Bruce was eager to live up to the expectations of his prominent family. His father, an adventurous world-traveler, founded the company that made them famous, though they were already of considerable wealth by that time. If he wanted to succeed in the eyes of family and friends, Bruce needed more than to meet expectations, he had to surpass them. In any objective analysis, he did just that.
Bruce was intelligent and possessed a sharp mind for business. With ambition, smarts, acumen, and money at his disposal, he built the company into a powerhouse, then sold it to perhaps the richest man in the world. So important had he become to the operation of the business, Bruce was retained as the president of the new company. Then, Bruce unveiled his most ambitious project yet: the building of the three largest ocean liners in the world. On October 20, 1910, vessel Number 400 was launched. It had not yet been christened a name.
Number 400 sailed for nearly 25 years. Her service included a highly publicized arrival in New York City where she was met with enthusiastic throngs and toured by over 8,000 people. More than 10,000 saw her off when she left the dock. She ferried luxury-class passengers across the Atlantic for three years until she was impressed into the war’s service as a troop carrier. During the war, she transported over 200,000 troops earning her the nickname “Old Reliable.” She rescued hundreds of seamen off the sinking battleship HMS Audacious. She even rammed and sank a German U-Boat preparing to torpedo her. In the last 15 years of her life, she returned to passenger service. Cary Grant took passage on her when he was only 16 years old and going by the name of Archibald Leach. Old Reliable, Number 400, is better known as the Royal Mail Ship (RMS) Olympic. Bruce, and his company, had designed and produced maybe the most famous and respected civilian ship in British history. Certainly, accomplishments such as this should be enough to make a man among the most admired people in the world.
What I haven’t told you yet is that the RMS Olympic was only equipped with 20 lifeboats when it sailed to New York. There could have been up to 64; the naval architects designed special davits to handle that many. Bruce himself authorized the reduction in lifeboats, but not to save money. He lavished funds on the design and construction of the ship. He did it to preserve the ocean view for his prestigious first-class passengers, and maybe to allay any fears they might have. And he was allowed to do it because no one thought the Olympic could sink. He was allowed to do it because the regulations were based on the tonnage of ships less than a quarter of the size of the Olympic, regulations that the government hadn’t upgraded for decades.
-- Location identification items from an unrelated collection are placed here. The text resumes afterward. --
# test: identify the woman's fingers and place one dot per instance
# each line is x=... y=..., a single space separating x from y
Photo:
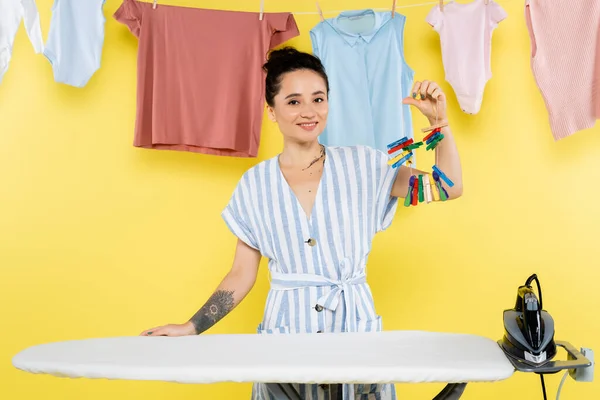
x=152 y=331
x=424 y=89
x=416 y=90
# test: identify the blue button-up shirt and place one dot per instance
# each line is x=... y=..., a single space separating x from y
x=363 y=55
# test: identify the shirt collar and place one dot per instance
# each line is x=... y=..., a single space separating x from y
x=350 y=37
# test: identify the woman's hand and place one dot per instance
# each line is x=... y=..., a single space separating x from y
x=428 y=98
x=171 y=330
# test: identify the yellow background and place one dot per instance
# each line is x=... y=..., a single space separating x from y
x=101 y=239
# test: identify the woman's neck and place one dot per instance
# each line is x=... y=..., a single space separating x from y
x=299 y=155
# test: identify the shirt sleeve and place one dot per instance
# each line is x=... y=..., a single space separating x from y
x=384 y=176
x=434 y=18
x=31 y=19
x=129 y=13
x=497 y=13
x=237 y=214
x=283 y=26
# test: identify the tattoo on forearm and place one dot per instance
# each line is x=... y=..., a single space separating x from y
x=217 y=306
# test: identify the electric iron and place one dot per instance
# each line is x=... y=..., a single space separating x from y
x=528 y=329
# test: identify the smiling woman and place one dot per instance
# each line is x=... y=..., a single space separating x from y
x=313 y=211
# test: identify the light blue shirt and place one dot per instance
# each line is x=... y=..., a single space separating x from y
x=363 y=55
x=320 y=287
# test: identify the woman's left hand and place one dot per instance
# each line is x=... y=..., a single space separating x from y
x=428 y=97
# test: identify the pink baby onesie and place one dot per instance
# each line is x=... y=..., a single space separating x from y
x=465 y=31
x=565 y=61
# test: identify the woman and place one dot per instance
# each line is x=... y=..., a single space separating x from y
x=313 y=212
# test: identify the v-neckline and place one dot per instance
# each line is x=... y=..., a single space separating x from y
x=307 y=216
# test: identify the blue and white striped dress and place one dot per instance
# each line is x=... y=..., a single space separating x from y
x=320 y=288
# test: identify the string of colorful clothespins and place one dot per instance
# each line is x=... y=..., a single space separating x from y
x=421 y=188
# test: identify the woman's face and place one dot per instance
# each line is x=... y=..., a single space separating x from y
x=300 y=108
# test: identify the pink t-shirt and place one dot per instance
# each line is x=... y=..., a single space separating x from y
x=200 y=83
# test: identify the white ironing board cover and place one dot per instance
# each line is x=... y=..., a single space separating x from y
x=380 y=357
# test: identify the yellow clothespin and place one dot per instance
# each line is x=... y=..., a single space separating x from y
x=436 y=196
x=320 y=12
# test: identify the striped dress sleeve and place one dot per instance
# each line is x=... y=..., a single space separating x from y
x=384 y=176
x=237 y=213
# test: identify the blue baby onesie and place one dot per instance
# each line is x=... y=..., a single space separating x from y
x=363 y=55
x=75 y=40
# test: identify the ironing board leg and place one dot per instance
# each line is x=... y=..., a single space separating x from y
x=451 y=391
x=283 y=391
x=286 y=391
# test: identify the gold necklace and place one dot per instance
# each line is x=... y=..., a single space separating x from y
x=316 y=159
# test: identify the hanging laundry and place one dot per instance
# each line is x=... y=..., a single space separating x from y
x=11 y=14
x=465 y=31
x=363 y=54
x=564 y=59
x=200 y=80
x=75 y=40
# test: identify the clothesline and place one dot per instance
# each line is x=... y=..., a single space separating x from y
x=398 y=6
x=374 y=9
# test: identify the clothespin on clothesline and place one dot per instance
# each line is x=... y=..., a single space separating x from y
x=320 y=11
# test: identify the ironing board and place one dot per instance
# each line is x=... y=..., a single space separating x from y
x=330 y=358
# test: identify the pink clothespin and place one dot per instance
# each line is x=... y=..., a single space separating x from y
x=262 y=9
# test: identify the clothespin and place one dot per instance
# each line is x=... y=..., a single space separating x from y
x=413 y=146
x=399 y=160
x=400 y=146
x=443 y=176
x=434 y=192
x=320 y=12
x=434 y=141
x=443 y=194
x=415 y=192
x=434 y=127
x=408 y=198
x=433 y=132
x=428 y=197
x=397 y=142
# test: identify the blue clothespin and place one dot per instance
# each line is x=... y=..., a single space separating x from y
x=402 y=160
x=441 y=189
x=397 y=142
x=432 y=138
x=443 y=176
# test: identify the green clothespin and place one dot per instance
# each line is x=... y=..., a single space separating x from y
x=408 y=198
x=434 y=142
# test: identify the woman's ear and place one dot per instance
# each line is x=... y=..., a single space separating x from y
x=271 y=112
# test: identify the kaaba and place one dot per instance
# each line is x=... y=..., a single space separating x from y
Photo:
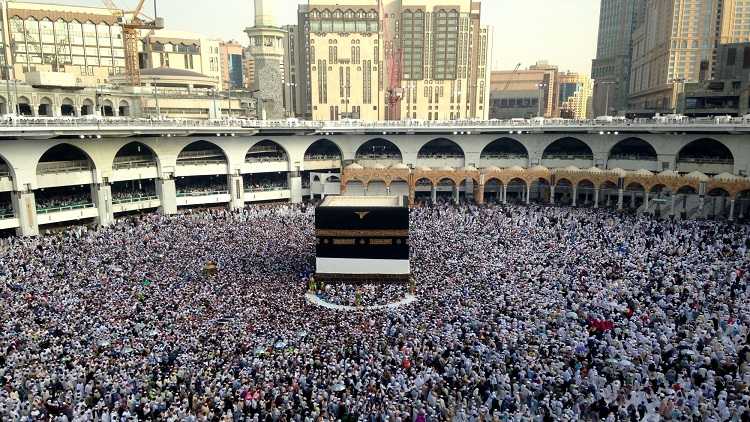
x=362 y=239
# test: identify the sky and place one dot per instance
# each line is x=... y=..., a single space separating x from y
x=563 y=32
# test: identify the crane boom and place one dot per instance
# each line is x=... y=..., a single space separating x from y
x=131 y=36
x=518 y=66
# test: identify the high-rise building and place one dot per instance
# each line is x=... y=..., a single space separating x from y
x=292 y=86
x=85 y=43
x=574 y=96
x=249 y=68
x=675 y=42
x=396 y=59
x=181 y=50
x=524 y=93
x=267 y=50
x=539 y=91
x=232 y=65
x=611 y=68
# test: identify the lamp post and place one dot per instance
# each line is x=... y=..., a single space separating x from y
x=289 y=103
x=542 y=86
x=156 y=98
x=606 y=100
x=676 y=83
x=8 y=101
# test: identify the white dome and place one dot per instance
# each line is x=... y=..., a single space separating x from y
x=669 y=173
x=618 y=171
x=698 y=176
x=727 y=177
x=643 y=172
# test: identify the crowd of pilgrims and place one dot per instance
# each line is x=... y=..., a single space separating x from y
x=374 y=294
x=523 y=313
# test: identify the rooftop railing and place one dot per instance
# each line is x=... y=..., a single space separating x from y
x=134 y=199
x=48 y=210
x=457 y=125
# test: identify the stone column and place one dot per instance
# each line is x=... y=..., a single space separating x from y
x=673 y=209
x=24 y=204
x=596 y=197
x=236 y=192
x=528 y=194
x=167 y=193
x=102 y=195
x=469 y=192
x=295 y=187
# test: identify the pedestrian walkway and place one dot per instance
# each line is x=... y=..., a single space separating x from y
x=315 y=300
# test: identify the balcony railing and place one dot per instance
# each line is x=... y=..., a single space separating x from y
x=140 y=161
x=71 y=207
x=705 y=160
x=266 y=189
x=567 y=157
x=184 y=194
x=122 y=122
x=55 y=167
x=134 y=199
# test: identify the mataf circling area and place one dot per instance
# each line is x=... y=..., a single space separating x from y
x=523 y=312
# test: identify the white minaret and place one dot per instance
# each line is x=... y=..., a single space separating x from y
x=264 y=14
x=267 y=49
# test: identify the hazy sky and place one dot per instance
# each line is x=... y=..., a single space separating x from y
x=560 y=31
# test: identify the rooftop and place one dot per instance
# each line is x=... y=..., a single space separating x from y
x=362 y=201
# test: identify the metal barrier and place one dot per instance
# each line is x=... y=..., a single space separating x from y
x=186 y=194
x=119 y=122
x=65 y=208
x=134 y=199
x=62 y=167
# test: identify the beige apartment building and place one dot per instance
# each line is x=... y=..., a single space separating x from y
x=675 y=42
x=575 y=97
x=437 y=54
x=181 y=50
x=232 y=65
x=84 y=43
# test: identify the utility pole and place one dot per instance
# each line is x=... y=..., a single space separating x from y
x=156 y=99
x=8 y=101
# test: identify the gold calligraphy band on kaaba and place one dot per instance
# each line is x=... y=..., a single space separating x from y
x=361 y=233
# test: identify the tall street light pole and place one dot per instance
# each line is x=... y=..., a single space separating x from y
x=541 y=86
x=607 y=84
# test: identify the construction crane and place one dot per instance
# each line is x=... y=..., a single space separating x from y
x=393 y=63
x=507 y=84
x=132 y=23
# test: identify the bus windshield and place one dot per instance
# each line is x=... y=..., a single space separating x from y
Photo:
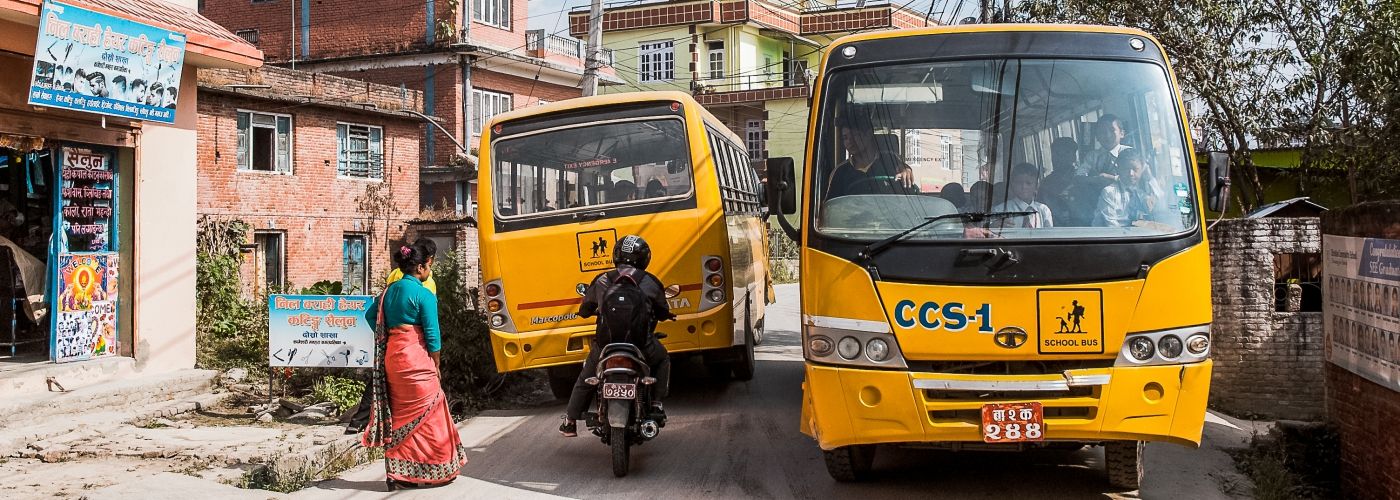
x=590 y=165
x=1075 y=149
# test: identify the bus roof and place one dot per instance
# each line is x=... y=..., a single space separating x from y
x=987 y=28
x=609 y=100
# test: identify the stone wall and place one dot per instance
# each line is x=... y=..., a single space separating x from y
x=1365 y=412
x=1267 y=363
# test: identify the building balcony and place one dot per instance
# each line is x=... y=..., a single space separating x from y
x=751 y=88
x=777 y=14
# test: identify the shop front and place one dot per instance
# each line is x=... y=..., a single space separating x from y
x=97 y=178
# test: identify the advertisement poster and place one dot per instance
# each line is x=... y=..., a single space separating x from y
x=98 y=63
x=1362 y=310
x=87 y=200
x=86 y=307
x=319 y=331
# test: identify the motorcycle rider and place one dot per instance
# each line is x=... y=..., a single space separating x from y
x=630 y=255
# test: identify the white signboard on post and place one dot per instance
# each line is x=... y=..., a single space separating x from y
x=1361 y=314
x=319 y=331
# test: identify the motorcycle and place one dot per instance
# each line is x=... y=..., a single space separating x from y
x=623 y=415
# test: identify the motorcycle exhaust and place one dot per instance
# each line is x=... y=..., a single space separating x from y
x=648 y=429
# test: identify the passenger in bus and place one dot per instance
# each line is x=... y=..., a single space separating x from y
x=1056 y=189
x=1025 y=179
x=954 y=193
x=979 y=196
x=1101 y=163
x=868 y=168
x=1127 y=199
x=622 y=191
x=655 y=188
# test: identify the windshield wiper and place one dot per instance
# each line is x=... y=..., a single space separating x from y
x=868 y=252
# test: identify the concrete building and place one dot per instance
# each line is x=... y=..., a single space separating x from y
x=745 y=60
x=471 y=59
x=324 y=168
x=116 y=286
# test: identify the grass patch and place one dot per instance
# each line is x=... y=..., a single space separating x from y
x=296 y=472
x=1292 y=461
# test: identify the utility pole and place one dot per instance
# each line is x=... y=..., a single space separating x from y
x=595 y=41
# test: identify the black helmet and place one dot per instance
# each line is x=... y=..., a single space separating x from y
x=632 y=251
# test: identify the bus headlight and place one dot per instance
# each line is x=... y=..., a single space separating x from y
x=1165 y=346
x=1171 y=346
x=877 y=350
x=849 y=348
x=1197 y=343
x=851 y=342
x=1141 y=348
Nobody died when the Olympic sank. Because it never did. If it had been the only one of the three huge ships he planned to build that made it onto the high seas, maybe no one would have remembered the lifeboat decision. Everyone would have remembered Bruce as the ambitious pioneering visionary that he was. But that’s not what happened. On this day, 111 years ago, 1,512 passengers and crew lost their lives when the Olympic’s sister ship sank after hitting an iceberg. As with the Olympic, only 20 lifeboats were on board.
While the ship slowly settled into the frigid water, the cry “Women and children first” rang out from the crewmen assigned to load the few lifeboats. All of the first-class and second-class children passengers survived that night. All but four women from first class survived. But 80 children from steerage perished. As for women, 110 died that terrible night.
Bruce watched as the crew began to lower the last departing lifeboat. Then, he stepped in. He left behind his compatriots Captain Edward Smith and Chief Naval Architect Thomas Andrews. He was one of only 16% of adult male passengers that survived. Some say that no women or children were around to go first when that lifeboat was launched. Some say he had spent the hours before rendering assistance to as many as he could. Some say his death would have been useless and just added one more number to the final ghastly tally.
Perhaps.
The court of public opinion can be unforgiving. It does not remember the astounding fruits of Bruce’s vision. It does not remember that he took the company his father founded to unexpected heights. It does not associate with him the faithful and heroic service of the almost identical sister ship he built. It only remembers the two horrible choices that defined him ever after.
Fairly or not, we are sometimes remembered only for our poor decisions. J. Bruce Ismay, President of the White Star Line, will forever be remembered as the man who cheated so many of a chance to survive an icy sea. And he will always be known by the moniker the newspapers gave him in 1912: The Coward of the Titanic.
Little known but important fact. Maybe this is an argument for government regulation.